Oil has risen 6.5 percent this month as the dollar weakened after the Federal Reserve announced Nov. 2 it would purchase $600 billion in additional assets to stimulate the economy, a move known as quantitative easing.
“Financial factors like the euro-dollar and equities are driving the recovery, but sustained gains on the back of fundamentals are unlikely,” said Andrey Kryuchenkov, an analyst at VTB Capital in London. “Inventories are plentiful, there are no serious supply disruptions and the dollar rebound is capping gains.”
Heating oil and gasoline futures advanced before tomorrow’s U.S. inventory report. Fuel stockpiles probably fell last week, according to a Bloomberg survey of analysts.
Inventories
The Energy Department report may show that supplies of distillate fuel, which include heating oil and diesel, fell 2 million barrels from 164.9 million, according to a Bloomberg News survey of 15 analysts. Inventories were 19 percent above the five-year average in the week ended Oct. 29.
Heating oil for December delivery rose 0.90 cent, or 0.4 percent, to settle at $2.4067 a gallon on the Nymex. Prices increased for a seventh consecutive session, the longest advance since April.
Gasoline inventories probably decreased 1 million barrels in the week ended Nov. 5 from 212.3 million, according to the Bloomberg News survey.
Gasoline for December delivery rose 0.65 cent, or 0.3 percent, to $2.185 a gallon on the Nymex, the highest settlement price since Aug. 3.
Crude stockpiles in the U.S. increased 1.5 million barrels last week from 368.2 million, according to the analyst forecast. That would take inventories to the largest amount since May 2009. Supplies were 14 percent above the five-year in the last report.
The Energy Department will release its Weekly Petroleum Status Report at 10:30 a.m. tomorrow in Washington.
EIA, IEA Forecasts
The U.S. Energy Department increased its crude oil price forecast for 2011 to an average $85.17 a barrel from $83, according to its monthly Short-Term Energy Outlook, released today. It also boosted its fourth-quarter 2011 forecast by $2 from a month ago to $87 a barrel “as U.S. and global economic conditions improve.”
The department raised its outlook for global oil consumption next year to 87.77 million barrels a day from 87.44 million last month.
Earlier today, the International Energy Agency in Paris forecast that China will drive a surge in world energy demand over the next quarter century, as straining supply enhances the market share of the Organization of Petroleum Exporting Countries and growing coal use undermines efforts to contain global warming.
Chinese Demand
Chinese demand will jump 75 percent, accounting for more than a third of an increase in energy use that will bring global consumption to 16.7 billion metric tons of oil equivalent by 2035, the IEA forecast in its annual World Energy Outlook.
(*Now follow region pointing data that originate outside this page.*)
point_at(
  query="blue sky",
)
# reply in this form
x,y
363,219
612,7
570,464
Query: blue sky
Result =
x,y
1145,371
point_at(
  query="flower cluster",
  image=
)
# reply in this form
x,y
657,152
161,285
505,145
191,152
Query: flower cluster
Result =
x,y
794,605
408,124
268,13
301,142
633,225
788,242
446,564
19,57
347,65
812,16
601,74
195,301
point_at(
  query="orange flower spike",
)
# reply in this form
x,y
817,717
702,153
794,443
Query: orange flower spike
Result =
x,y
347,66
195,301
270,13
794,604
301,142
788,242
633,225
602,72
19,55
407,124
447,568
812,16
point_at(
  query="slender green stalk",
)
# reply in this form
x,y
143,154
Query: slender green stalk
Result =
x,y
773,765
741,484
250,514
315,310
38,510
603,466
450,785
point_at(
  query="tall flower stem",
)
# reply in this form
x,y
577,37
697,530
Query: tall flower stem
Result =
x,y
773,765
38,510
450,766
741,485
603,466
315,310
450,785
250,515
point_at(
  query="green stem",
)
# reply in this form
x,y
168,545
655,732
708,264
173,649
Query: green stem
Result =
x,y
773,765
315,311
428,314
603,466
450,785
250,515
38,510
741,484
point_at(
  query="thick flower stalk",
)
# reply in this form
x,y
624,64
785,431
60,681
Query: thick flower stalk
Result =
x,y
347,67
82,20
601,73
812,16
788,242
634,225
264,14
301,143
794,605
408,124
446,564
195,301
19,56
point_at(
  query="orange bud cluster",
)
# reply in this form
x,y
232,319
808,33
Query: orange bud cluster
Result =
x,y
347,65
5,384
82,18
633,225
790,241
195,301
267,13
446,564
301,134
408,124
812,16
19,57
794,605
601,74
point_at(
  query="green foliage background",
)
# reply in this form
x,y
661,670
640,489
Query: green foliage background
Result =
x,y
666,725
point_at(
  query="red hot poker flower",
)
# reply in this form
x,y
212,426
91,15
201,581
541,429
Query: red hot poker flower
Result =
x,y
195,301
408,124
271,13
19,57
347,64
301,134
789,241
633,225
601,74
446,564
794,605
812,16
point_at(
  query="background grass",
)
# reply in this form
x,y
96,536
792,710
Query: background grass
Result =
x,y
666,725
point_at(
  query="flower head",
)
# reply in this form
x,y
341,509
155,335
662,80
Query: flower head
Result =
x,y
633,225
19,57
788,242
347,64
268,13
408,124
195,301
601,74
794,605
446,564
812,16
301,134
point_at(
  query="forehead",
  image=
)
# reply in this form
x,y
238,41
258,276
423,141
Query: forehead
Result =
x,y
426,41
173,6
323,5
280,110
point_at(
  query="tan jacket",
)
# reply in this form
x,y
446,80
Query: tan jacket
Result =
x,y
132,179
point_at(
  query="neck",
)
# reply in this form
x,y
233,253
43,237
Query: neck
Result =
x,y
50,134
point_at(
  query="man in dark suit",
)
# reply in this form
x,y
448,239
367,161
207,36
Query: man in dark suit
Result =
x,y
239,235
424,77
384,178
“The IEA’s report, their annual world outlook, came out with some interesting facts about emerging markets that’s provided a bit of an interesting background,” said Matt Smith, a commodities analyst for Summit Energy in Louisville, Kentucky.
Oil volume in electronic trading on the Nymex was 594,704 contracts as of 4:39 p.m. in New York. Volume totaled 582,052 contracts yesterday, 17 percent below the average of the past three months. Open interest was 1.49 million contracts.